Dilemma for Central Banks
Central banks are faced with a dilemma. Inflation rates are surprisingly high, driven by commodity prices. In some countries (USA), pass-through effects from pandemic-driven costs to other price components are already evident. Companies will try to pass on higher raw material costs. Employees will demand higher wages. Because unemployment rates are already low and the baseline scenario is continuation of recovery,” pass-through to other price components has become more likely. At the same time, economic growth will be affected by the commodity price shock, recession risks have increased and uncertainty on the financial market has risen.
First moderate raises of policy rate until year end expected
Central banks have little influence on the development of inflation this year. The aim is to keep secondary run effects low and inflation expectations as stable as possible. The neutral interest rate level should be reached as quickly as possible. The Ukraine crisis is dampening but not preventing the exit from the ultra-expansive monetary policy stance. The likelihood of surprisingly hawkish moves has decreased (+50 bp hike by the Fed; policy rate hikes to restrictive levels). Working Assumptions:Fed raises policy rate to 1.5% by end of 2022, start of Quantitative Tightening (reduction of central bank balance sheet) in summer, ECB also raises policy rate by end of December (to -0.25%). Last Wednesday, the Canadian central bank raised the key interest rate by 0.25 percentage points to
0.5%, as expected. Fed Chairman Powell announced a rate hike on March 16. ECB President Lagarde is likely to sound cautiously next Thursday. However, an increase in inflation projections is likely to maintain the possibility for key rate hikes.
Ambitious growth target in China
Support for the global economy is coming from China. The government has set its GDP growth target for this year at 5.5%. This is ambitious, as other forecasts are around 5%. For this reason, more economic support measures on the fiscal and monetary policy side have become more likely.

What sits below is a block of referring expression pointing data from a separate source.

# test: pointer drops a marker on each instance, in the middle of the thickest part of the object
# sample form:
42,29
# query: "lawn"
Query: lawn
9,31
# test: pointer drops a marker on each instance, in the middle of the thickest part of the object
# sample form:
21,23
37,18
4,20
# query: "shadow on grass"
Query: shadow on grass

Additional uncertainty leads to higher risk premiums on the financial market
The additional uncertainty is increasing risk aversion on the markets. In line with this, volatility indices and risk premiums for equities, bonds and exchange rates have risen. This puts pressure on valuation measures such as the price/earnings ratio. In general, as long as the recovery scenario holds, the outlook for risk assets remains positive.
Prognoses are no reliable indicator for future performance.